JOIN
Get Time
forums   
Search | Watch Thread  |  My Post History  |  My Watches  |  User Settings
View: Flat (newest first)  | Threaded  | Tree
Just process wavefront by wavefront? | Reply
Wavefront processing looks interesting. The funny thing about algorithms is they always look easy when they're explained well, otherwise they're really hard...

Anyway, I couldnt help thinking, is there any reason why we cant just divide each wavefront by the number of threads, and process wavefront by wavefront?

That way, there is little or no idle time issue (just rounding issues when you divide the length of the wavefront by the number of threads), and the communication is limited to the triggering of the next wavefront.

As long as each thread uses the same algorithm for working out which bit of the current wavefront it is responsible for, just with a different thread number (1,2,3...), then communications is very small?

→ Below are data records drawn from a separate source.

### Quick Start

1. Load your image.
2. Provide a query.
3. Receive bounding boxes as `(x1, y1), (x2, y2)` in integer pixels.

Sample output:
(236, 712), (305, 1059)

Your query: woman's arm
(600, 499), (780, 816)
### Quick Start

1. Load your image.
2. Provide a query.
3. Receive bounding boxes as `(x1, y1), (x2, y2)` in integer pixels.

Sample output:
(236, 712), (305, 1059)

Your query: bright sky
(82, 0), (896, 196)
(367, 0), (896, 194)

So, if we have three threads, 1,2,3. First wave would be:


1


next would be:


2
1


next would be:


3
2
1


Then:


1
3
2
1


... and so on.

Obviously for the first few wave fronts, there's a little idle time, because the wavefront is small compared to the number of threads, but those will pass fairly quickly, and after that it will be quite evenly spread out?
Re: Just process wavefront by wavefront? (response to post by hughperkins) | Reply
What you have described is the 1x1 block pattern that I noted in the article and provides very little idle time as you have noted.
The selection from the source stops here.